10:10 "It's 10^27 universes, metric universes, across?"
Good that you clarified so we wouldn't confuse it with imperial universes, which are way smaller.
SOOOOOOOOOO, ....... at the end of the match,the inanimate match wins the match!!?!?!?!?!?!?!
That's MATCHLESS!!!!!!!!!!!!!!!!!!!!!
(& menace says ; "YOU'VE MET YOUR MATCH!!!!!!!")
hahaahaaaaa
For go, that is an insane number of boxes.
That was so much fun!
"If the first box runs out, it has learnt to resign on the first move, and that is Bad......" BUT Wargames taught us that is the correct move!
ruclips.net/video/6DGNZnfKYnU/видео.html
*only winning move, not necessarily the best
I remember doing this when I was a kid based on a Martin Gardiner article. Thanks for the memories.
I did the same thing.
"This is what procreation must feel like." 😂😂😂 Wow, this is one of the saddest sentences I've ever heard!
I can remember, in 1964, we had a publication called "L’Album des jeunes" from the Readers Digest Selection.
There was a similar game.

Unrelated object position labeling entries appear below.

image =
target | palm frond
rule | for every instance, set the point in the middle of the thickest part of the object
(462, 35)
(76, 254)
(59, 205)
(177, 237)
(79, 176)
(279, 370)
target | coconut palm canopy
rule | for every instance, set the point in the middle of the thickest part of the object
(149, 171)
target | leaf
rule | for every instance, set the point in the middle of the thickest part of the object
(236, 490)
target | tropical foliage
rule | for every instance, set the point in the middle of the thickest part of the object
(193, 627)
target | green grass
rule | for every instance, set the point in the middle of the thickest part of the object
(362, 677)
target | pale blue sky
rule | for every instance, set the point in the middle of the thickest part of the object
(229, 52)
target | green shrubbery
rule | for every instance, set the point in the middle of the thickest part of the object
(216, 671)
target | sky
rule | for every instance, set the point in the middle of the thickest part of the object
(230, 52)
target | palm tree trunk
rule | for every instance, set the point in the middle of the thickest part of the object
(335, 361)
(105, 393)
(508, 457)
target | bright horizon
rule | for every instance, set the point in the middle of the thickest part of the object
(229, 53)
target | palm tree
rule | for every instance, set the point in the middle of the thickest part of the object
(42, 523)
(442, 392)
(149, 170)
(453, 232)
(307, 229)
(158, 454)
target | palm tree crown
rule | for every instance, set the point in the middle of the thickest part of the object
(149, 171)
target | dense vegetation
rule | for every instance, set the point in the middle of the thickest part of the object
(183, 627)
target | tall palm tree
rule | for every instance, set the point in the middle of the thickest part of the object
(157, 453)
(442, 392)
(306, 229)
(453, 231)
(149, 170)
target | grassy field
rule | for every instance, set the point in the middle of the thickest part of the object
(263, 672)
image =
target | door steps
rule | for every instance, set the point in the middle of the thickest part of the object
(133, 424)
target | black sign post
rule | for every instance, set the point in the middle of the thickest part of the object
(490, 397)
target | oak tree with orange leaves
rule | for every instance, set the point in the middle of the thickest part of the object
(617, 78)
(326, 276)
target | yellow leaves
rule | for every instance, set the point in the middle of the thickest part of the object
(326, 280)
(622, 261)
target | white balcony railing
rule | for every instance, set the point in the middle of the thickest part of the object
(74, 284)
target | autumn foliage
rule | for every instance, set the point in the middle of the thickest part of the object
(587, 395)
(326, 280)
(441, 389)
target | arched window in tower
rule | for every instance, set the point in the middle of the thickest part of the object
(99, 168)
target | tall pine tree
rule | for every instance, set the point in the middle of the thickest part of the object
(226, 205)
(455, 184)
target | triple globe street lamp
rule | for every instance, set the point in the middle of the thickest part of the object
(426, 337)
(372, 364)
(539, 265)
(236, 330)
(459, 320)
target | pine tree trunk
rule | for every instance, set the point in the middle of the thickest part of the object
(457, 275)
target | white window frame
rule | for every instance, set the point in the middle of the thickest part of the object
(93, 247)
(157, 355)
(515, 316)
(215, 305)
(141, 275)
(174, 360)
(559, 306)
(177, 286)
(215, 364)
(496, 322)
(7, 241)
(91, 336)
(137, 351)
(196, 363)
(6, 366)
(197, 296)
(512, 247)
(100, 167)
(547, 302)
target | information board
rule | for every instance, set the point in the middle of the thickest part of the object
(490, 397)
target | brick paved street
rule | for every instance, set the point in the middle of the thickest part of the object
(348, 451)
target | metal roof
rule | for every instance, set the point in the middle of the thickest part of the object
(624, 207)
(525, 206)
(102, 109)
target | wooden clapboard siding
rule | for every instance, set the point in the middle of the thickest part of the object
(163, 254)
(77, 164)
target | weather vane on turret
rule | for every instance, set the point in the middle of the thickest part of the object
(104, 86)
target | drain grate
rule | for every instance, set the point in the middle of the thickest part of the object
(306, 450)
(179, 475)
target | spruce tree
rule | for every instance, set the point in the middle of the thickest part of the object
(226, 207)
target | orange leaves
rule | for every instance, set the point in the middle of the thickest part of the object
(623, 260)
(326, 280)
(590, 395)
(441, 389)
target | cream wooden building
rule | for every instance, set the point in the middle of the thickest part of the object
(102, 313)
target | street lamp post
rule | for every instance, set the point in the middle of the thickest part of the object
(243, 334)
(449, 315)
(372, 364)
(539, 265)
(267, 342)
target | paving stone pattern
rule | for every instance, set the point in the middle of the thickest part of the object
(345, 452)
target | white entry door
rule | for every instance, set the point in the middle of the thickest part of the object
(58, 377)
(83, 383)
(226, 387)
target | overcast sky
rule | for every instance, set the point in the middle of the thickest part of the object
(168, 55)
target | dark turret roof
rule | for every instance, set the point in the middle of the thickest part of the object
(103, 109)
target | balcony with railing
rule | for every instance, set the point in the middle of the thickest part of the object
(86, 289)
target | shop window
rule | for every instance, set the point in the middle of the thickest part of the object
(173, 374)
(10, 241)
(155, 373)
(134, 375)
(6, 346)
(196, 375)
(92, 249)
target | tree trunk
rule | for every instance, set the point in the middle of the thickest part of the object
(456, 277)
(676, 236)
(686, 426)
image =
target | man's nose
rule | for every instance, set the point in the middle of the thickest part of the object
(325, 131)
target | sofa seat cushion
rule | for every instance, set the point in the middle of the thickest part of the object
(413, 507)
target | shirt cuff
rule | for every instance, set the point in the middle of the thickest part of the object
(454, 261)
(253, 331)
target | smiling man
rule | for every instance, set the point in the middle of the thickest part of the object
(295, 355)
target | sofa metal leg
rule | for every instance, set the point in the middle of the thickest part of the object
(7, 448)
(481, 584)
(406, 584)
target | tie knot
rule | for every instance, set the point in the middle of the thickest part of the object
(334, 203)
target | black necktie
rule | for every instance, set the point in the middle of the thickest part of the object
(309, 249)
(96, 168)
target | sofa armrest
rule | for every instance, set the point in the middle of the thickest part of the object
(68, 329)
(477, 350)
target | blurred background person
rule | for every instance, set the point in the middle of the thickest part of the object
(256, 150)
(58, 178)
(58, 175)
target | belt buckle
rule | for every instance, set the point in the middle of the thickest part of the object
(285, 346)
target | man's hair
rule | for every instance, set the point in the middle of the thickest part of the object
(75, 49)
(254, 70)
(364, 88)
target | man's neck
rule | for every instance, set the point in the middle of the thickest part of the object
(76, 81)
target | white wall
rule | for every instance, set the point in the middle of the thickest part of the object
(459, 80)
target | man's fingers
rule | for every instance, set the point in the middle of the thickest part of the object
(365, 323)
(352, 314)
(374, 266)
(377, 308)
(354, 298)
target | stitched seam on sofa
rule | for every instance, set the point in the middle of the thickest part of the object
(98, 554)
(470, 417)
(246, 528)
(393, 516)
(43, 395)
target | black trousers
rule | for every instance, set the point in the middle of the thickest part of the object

It was an "Hexapion". It was very easy to play even for a kid (like me) and a few (not a lot) of matchboxes.
The principle was the same and it was very frustating (for me) to failed to win against a couple of matchboxes.
At this time I was thinking that the way the "machine" was punished was not a real punition because this punition was helping the machine to win... And on my side I had nothing to help...
Matt Parker for Doctor Who anyone?
Aashish Nehete yeeeeeeeeeeeeeesss.
10:05. One query. How many imperial universes does go need if it requires 27 metric universes of match boxes?